Architecting the Next Generation of Communication

With the shift to mobile and the statistics of the “younger” generation (hi there) not using phone calls as a means of communication, there is a constant push towards reaching people in a platform agnostic way — via email, LinkedIn, twitter DM, you name it. The challenge arises when you need to create a platform that is scalable demands and flexible enough to hack in any other new communication streams later down the line — maybe we suddenly want support for MySpace messaging.

The architecture I discuss below comes out of experience with this problem first hand, and the solutions we came up with — all to be delivered for a deadline.

Way of Websockets!

Since this needed to be real time in the case of IM or near-real-time in the case of SMS, websockets are the best way to go and a defacto standard for real-time operations on the web.

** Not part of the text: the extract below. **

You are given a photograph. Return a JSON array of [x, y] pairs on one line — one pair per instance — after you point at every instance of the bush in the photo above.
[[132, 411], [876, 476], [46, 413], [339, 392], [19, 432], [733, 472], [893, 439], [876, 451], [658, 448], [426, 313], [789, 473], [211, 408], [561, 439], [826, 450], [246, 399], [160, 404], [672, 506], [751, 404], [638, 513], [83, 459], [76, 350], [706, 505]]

For this, PubNub is a great choice since it already had a lot of the functionality baked in, such as different channels and mechanism to subscribe, send and receive on those channels.

PubNub also had a mechanism called “PubNub functions” whereby any new websocket message on a channel matching a certain pattern would be handled by a function written in plain ol’ javascript. This meant you can fire SMS messages off to other systems that would handle the actual sending of the SMS message and another route that sends WhatsApp messages to Twilio’s API for example. It provided immense flexibility, especially as you expand to different communication methods and channel types.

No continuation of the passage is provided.